The primary origin of fetal derangements in gestational diabetic mothers is fetal hyperglycaemia resulting from maternal hyperglycaemia. This hyperglycaemia may result in the metabolic and hormonal change in the fetus. Once the fetal pancreas commences to produce and secrete insulin in the second trimester [
23], fetal hyperglycaemia will result in fetal hyperinsulinemia and stimulation of fetal metabolism. Lower fetal oxygen content associated by higher lactate concentrations may certainly reflect enhanced fetal metabolism as a result of hyperglycaemia and hyperinsulinemia [
24]. Consequently, the improvement of fetal oxygen demands will aggravate the chronic fetal hypoxia [
25]. The hyperglycemia of GDM develops during pregnancy and clinically manifests only in the late second trimester and thus may have an impact on placental processes occurring in later stages of pregnancy, such as angiogenesis and microvascular remodeling. VEGF/VEGFR-2, which was selected as representative factors related to the placental blood barrier and angiogenesis in this study, is important in promoting vascular endothelial cell growth and in increasing the number of vessels and capillaries [
22], thereby ensuring the adequate supply of nutrients to the fetus, through classical feedback mechanism. We found that the expressions of VEGFA and VEGFR2 was significantly lower in the placentas of women with GDM although we did not show the relationship between above expressions and the increased glucose levels or abnormal levels in their OGTTs due to the limited sample size. There is consistent evidence that the concentration of VEGF in GDM maternal and cord plasma was decreased [
26]. VEGF mRNA expression and protein production are oxygen-dependent, which are known to be up-regulated by hypoxia [
27]. Just because of the strong proangiogenic potency of hypoxia through regulating multiple steps of vascular growth [
28], chronic fetal hypoxia as the consequence of maternal diabetes may thus stimulate placental vasculogenesis and angiogenesis by increasing the growth factors expression in the placenta and fetus. Parallel to its regulation by oxygen, placental VEGF is at a high level in the first trimester when oxygen levels are low and decline thereafter towards term of gestation [
29‐
31], moreover the extent of hyperglycemia other than hypoxia may also contribute and modify its effect [
32]. Thus, the condition of hyperglycemia induces a state of mild and persistent ischemia and hypoxia with subsequent increase of hypercapillarization. In contrast, high blood glucose levels especially poorly controlled in GDM trigger severe hypoxia/ischemia, with inhibition of binding VEGF/VEGFR-2 and consequent reduction of hypercapillarization, and therefore fetal hypoxia as a result of maternal diabetes does not stimulate the expression of VEGF in the third trimester [
33]. The complex process of villous development and maturity might be also influenced by the maternal and fetal oxidative and other angiogenetic milieu, which will result in endothelial dysfunction and oxidative stress [
34]. As the placenta is one of major sources of VEGF during pregnancy, our findings suggested that the reduced expression of VEGF in placenta in the GDM group may contribute to the pathogenic vascular defects which could be observed on the histological examination. Two other studies have also reported that the placental expression and fetal cord levels in GDM are significantly lower than normal [
32
35].
These data were confirmed by immunolocalization of VEGF and VEGFR-2. The distribution of VEGF was observed in the placentas of women with GDM, and no VEGF was detected in the placental cellular compartments, which suggested a decrease in VEGF production. VEGF was always detected in the in the ST layer of term control tissues and term GDM tissues [
32], in women with gestational diabetes there was a significant decrease in VEGF expression profile when compared to normoglycemic women. The target cells for VEGF in the chorionic villi were determined based on the immunolocalization of VEGFR-2, which expression was particularly low in the placental capillary endothelial cells of gestational diabetes, in contrast to normoglycemic women. The binding between VEGF and VEGFR-2 triggers a signaling pathway that negatively regulates angiogenesis.
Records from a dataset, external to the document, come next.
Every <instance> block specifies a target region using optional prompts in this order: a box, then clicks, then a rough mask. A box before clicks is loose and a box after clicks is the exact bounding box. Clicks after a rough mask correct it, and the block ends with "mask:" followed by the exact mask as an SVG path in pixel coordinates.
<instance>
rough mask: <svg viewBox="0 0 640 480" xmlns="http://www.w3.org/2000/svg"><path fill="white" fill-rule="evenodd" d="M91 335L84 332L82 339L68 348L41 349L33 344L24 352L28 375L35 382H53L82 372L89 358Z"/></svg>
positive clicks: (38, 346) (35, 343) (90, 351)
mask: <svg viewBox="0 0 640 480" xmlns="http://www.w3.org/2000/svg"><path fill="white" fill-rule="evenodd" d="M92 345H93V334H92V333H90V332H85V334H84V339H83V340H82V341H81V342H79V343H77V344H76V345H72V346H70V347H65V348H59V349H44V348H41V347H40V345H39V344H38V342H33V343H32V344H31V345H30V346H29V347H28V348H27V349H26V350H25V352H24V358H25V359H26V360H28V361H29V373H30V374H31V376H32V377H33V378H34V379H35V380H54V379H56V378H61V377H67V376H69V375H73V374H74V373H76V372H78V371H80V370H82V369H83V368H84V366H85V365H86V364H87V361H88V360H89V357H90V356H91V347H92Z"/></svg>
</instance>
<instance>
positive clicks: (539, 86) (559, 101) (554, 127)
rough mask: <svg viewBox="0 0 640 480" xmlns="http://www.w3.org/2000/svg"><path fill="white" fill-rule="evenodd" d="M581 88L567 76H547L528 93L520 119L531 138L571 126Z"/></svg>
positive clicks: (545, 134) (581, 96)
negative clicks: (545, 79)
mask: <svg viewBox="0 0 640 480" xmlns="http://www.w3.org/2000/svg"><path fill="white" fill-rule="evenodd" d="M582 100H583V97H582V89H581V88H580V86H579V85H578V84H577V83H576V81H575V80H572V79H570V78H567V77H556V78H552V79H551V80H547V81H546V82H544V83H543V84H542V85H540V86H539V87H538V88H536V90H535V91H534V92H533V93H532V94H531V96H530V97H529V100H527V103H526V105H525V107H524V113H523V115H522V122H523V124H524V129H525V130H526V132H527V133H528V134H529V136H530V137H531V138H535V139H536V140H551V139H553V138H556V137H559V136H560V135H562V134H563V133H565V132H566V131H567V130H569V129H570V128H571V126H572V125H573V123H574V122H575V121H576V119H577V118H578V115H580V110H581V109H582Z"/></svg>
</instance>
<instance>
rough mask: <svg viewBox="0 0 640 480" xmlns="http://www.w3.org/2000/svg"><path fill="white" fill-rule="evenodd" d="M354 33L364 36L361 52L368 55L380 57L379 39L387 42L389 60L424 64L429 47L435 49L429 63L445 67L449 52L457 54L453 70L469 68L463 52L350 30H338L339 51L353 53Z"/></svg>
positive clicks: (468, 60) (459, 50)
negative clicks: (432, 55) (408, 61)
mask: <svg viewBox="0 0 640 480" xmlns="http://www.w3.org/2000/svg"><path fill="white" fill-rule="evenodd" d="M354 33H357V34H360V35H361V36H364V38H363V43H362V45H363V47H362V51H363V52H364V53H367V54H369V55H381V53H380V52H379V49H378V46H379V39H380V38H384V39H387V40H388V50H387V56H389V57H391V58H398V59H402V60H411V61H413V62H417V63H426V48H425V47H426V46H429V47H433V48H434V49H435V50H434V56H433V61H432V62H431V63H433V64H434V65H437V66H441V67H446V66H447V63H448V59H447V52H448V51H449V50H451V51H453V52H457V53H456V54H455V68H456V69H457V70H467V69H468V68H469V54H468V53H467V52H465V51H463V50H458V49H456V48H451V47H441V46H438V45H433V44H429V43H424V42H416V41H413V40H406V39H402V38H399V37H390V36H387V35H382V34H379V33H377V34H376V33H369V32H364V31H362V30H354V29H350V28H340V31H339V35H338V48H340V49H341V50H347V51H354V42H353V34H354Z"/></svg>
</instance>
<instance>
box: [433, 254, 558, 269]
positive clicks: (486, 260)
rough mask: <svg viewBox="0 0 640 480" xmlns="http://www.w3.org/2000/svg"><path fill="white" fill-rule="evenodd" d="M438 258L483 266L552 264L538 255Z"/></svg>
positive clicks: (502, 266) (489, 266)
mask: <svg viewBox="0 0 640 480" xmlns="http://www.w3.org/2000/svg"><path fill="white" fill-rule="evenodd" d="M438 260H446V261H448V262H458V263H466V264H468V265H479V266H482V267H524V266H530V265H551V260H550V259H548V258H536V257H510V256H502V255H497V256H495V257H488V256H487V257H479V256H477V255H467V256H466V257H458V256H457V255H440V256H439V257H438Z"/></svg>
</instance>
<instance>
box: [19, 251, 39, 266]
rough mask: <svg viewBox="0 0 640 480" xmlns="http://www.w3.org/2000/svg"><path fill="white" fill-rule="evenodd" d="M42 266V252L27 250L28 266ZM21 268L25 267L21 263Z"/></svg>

Our finding showed that distinct alternations of ultrastructure in GDM placenta comparing with control placenta. The significant differences in ultrastructure may be summarized as the thickening of the vasculo-syncytial membrane (VSM) and BM of ST, a decreased number of ST apical microvilli per unit surface area in the GDM group. These changes related to the reduced VEGFA and VEGFR2 expressions may have adversely affected the transport efficiency of the placental vasculature by the decreased transport of oxygen, nutrients, and waste across the placenta [
36]. To explore the comparable and inchoate changes in the VEGFA and VEGFR2 expression and placental ultrastructure, we excluded those cases with adverse pregnancy outcomes or pathological placental tissuess in this study. Our results suggested that this effect may be a response to the placental hypoxia induced by hyperglycemia, which might have potential affect on the placental and fetal development and growth during pregnancy.